Harasowski contributed numerous articles on Chopin's work to periodicals including Music and Musicians, Piano Quarterly, The Musical Times, and the Polish journal Ruch Muzyczny, as well as popularising pieces in Wiadomości. He corresponded on Chopin-related topics with scholars such as Arthur Hedley, Maurice Brown, Jerzy Waldorff, Krystyna Kobylańska, and Nicolas Slonimsky; Brown regarded him as "one of the leading authorities in England" on Chopin. In 1970, Harasowski and his wife Jadwiga established the London Chopin Society and the Scottish-Polish Chopin Circle in Edinburgh.

Jadwiga Harasowska died in Newark-on-Trent in 1978. In 1980, Harasowski married Judge Joyce Meldrum (later Joyce Harasowska) (Note: Joyce (1927–2021) used the Polish feminine form of her husband's surname – "Harasowska".) and moved to Rownhams, near Southampton. He continued active involvement in the local Polish community, including events of the Polish Club, charitable concerts titled "To Poland with Love", and the Southampton New Music Weeks. In 1989, he was awarded an honorary diploma by the Fryderyk Chopin Society for his contributions to promoting and preserving Chopin's heritage.

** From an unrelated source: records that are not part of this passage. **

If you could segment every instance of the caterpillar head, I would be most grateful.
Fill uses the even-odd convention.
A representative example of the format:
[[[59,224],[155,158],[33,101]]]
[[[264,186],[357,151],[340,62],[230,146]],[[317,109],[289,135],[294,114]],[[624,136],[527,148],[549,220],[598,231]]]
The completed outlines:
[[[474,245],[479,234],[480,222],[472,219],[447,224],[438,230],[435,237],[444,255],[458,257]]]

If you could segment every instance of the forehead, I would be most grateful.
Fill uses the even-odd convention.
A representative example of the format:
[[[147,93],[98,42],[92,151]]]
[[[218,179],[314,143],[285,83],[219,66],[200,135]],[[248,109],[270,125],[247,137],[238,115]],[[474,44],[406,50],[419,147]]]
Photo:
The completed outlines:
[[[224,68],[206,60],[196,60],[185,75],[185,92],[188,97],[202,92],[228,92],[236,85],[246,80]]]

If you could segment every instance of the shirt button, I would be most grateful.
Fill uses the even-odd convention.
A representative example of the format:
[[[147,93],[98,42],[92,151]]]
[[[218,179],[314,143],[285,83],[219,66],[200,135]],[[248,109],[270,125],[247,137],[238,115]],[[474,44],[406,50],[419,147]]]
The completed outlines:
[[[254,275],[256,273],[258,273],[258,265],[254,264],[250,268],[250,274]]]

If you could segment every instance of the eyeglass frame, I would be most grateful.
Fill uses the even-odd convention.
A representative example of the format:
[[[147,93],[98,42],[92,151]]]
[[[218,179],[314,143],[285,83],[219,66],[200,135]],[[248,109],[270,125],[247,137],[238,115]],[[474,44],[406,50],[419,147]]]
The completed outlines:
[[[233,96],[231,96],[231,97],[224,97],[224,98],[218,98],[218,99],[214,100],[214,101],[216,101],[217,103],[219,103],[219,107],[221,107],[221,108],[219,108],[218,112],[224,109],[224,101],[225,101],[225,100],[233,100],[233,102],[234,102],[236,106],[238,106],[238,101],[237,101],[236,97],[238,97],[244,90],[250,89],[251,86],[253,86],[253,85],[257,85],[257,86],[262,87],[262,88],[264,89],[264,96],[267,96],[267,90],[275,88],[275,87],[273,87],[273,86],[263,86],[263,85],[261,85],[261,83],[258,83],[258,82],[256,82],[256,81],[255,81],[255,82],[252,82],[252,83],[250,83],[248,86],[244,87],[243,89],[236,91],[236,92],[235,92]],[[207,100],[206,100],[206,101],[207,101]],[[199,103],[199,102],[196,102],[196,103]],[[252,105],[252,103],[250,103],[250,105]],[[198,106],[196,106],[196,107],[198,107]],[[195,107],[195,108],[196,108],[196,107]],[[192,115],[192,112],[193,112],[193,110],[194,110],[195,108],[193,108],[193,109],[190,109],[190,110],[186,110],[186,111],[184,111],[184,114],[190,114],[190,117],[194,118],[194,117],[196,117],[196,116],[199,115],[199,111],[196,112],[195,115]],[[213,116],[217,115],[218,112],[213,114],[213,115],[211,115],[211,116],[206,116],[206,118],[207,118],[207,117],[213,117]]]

Amid renewed scholarly interest in Polish artists and cultural figures, especially those active abroad, Harasowski's efforts in safeguarding and disseminating Polish musical heritage, particularly through his Chopin research, are widely recognised as invaluable.
— Katarzyna Fuksa (2015)

Harasowski died on 16 June 1996 and was buried in Newark-on-Trent cemetery. Following his death, Joyce Harasowska donated the archives of both Jadwiga and Adam to the Emigration Archive at Nicolaus Copernicus University in Toruń, where they remain a resource for researchers. One historian of wartime and postwar Polish-Scottish-English relations has noted that "Jadwiga née Zbrożek and Adam Harasowski certainly deserve a separate monograph".